Squatting in Syria is the occupation of unused land or derelict buildings without the permission of the owner. Archaeologists have found evidence of squatting at the ancient city of Tell Brak (in what is now Syria). Armenian refugees squatted in the 1920s and more recently informal settlements formed around cities such as Aleppo and the capital Damascus as people migrated from rural areas. The ongoing Syrian civil war which began in 2011 has displaced many people, some of whom squatted in Greece.

== History ==
The world's first cities were founded in Mesopotamia. The ancient city of Tell Brak (in what is now Syria) had suburban informal settlements by 4200 BC. Unlike in Uruk (in what is now Iraq), the urban growth at Tell Brak suggests to archaeologists that squatters expanded the city in a haphazard manner and these peripheral settlements eventually merged into the city.
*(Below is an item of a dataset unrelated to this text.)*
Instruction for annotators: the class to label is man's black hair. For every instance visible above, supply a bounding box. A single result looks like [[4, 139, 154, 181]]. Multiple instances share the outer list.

In the 1920s, 40,000 Armenian refugees entered Lebanon and Syria from Turkey, mainly being housed in shanty towns. In the 1950s, there were squatters on the periphery of Homs in the 1950s and the Yarmouk Camp was set up in 1957 to house Palestinian refugees who had previously been squatting. Aysh Warrwar is a squatted area on the periphery of the capital Damascus which was established in the 1970s by internal migrants. From the 1980s onwards, people migrated from rural areas to the cities and lived in informal settlements on the periphery. The population of Aleppo grew to 2 million by 2005; in 2000, there were 22 settlements ringing Aleppo which made up almost half of the city. In the capital Damascus the authorities provided utilities to the new residential zones. Whilst poor, the squatters were mostly able to afford to build habitable structures and following the thinking of economist Hernando de Soto the state began to legalize the settlements, as mandated by Law 33 in 2008. At the same time, evictions enforced by the military also occurred, with an elderly woman being killed by a soldier in 2005 and three people dying in 2009.

== Civil war ==
The ongoing Syrian civil war which began in 2011 has displaced many Syrians, some of whom were housed in Athens refugee squats. By 2018, people who had fled were returning home to Syria from places such as Germany and Greece. In the meantime, internally displaced Syrians in Idlib Governorate had repurposed the stone ruins located in the Dead Cities to rebuild their livelihoods.